In her verdict at the end of a year-long extradition trial in December last year, Judge Emma Arbuthnot ruled that the “flashy” former Kingfisher Airlines boss had a “case to answer” in the Indian courts.

She found there was “clear evidence of dispersal and misapplication of the loan funds” and accepted a prima facie case of fraud and a conspiracy to launder money against Mallya, as presented by the on behalf of the Indian authorities.

The court also dismissed any bars to extradition on the grounds of the prison conditions under which the businessman would be held, as the judge accepted the Indian government's assurances that he would receive all necessary medical care at Barrack 12 in Mumbai’s Arthur Road Jail.

“There was no evidence which allowed me to find that if extradited Dr Mallya was at real risk of suffering a flagrant denial of justice,” the verdict noted.

India and the U.K. have an Extradition Treaty signed in 1992 and in force since November 1993. So far only one successful extradition has taken place from the UK to India under the treaty that of Samirbhai Vinubhai Patel, who was sent back to India in 2016 to face trial in connection with his involvement in the post-Godhra riots of 2002.

As India falls under the Category 2 set of countries within the U.K.’s Extradition Act 2003, any decision of the courts must be endorsed by the U.K. Home Secretary who has the authority to order extradition.

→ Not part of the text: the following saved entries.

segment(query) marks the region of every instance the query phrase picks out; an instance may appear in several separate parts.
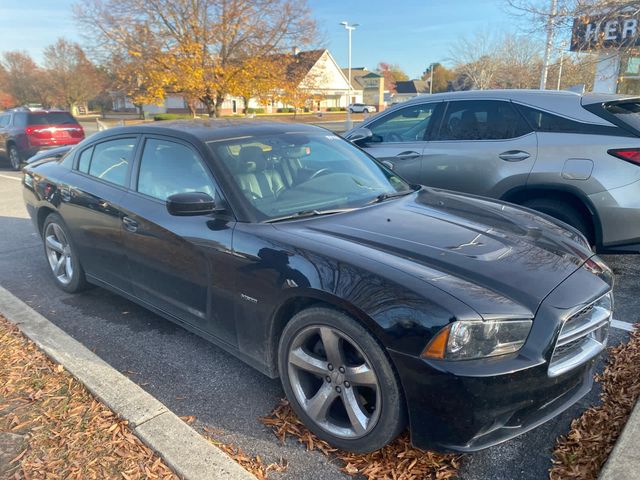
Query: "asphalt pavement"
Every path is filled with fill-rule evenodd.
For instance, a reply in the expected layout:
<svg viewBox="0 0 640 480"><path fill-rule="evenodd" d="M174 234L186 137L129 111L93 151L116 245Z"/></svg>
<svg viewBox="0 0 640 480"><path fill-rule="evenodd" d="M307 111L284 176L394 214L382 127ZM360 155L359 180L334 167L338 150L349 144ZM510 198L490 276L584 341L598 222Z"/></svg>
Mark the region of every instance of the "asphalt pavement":
<svg viewBox="0 0 640 480"><path fill-rule="evenodd" d="M615 317L620 326L638 320L640 256L606 256L617 274ZM265 461L284 458L277 479L348 478L339 464L307 452L294 440L282 445L258 420L283 396L270 380L235 357L117 295L94 288L78 295L59 290L48 272L42 243L22 202L20 174L0 168L0 285L50 319L195 427ZM628 336L613 328L610 344ZM446 401L446 399L443 399ZM597 387L563 415L514 440L465 455L464 480L539 480L547 477L555 439L597 403Z"/></svg>

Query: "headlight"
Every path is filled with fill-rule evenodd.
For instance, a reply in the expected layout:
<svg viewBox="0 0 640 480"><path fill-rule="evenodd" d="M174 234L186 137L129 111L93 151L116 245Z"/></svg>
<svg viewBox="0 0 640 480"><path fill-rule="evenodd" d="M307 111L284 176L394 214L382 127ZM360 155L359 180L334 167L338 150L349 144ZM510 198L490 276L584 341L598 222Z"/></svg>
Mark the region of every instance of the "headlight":
<svg viewBox="0 0 640 480"><path fill-rule="evenodd" d="M422 352L426 358L472 360L520 350L531 320L460 320L440 330Z"/></svg>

It is not uncommon for a higher court to give leave to appeal and then to overturn the verdict of a lower court.

In a related extradition case of alleged bookie Sanjeev Kumar Chawla, wanted in India on match-fixing charges, the High Court had overturned an earlier Westminster Magistrates’ Court ruling against his extradition to India due to human rights concerns related to Tihar Jail in Delhi where he was to be detained.

Under the legal process, the case was sent back to the magistrates’ level where a District Judge overturned the previous ruling last month and found in favour of the Indian government.

Javid is also due to announce his decision on the extradition order of Chawla, a key accused in the cricket match-fixing scandal involving former South African captain Hansie Cronje in 2000, within the stipulated two-month period which runs until early March.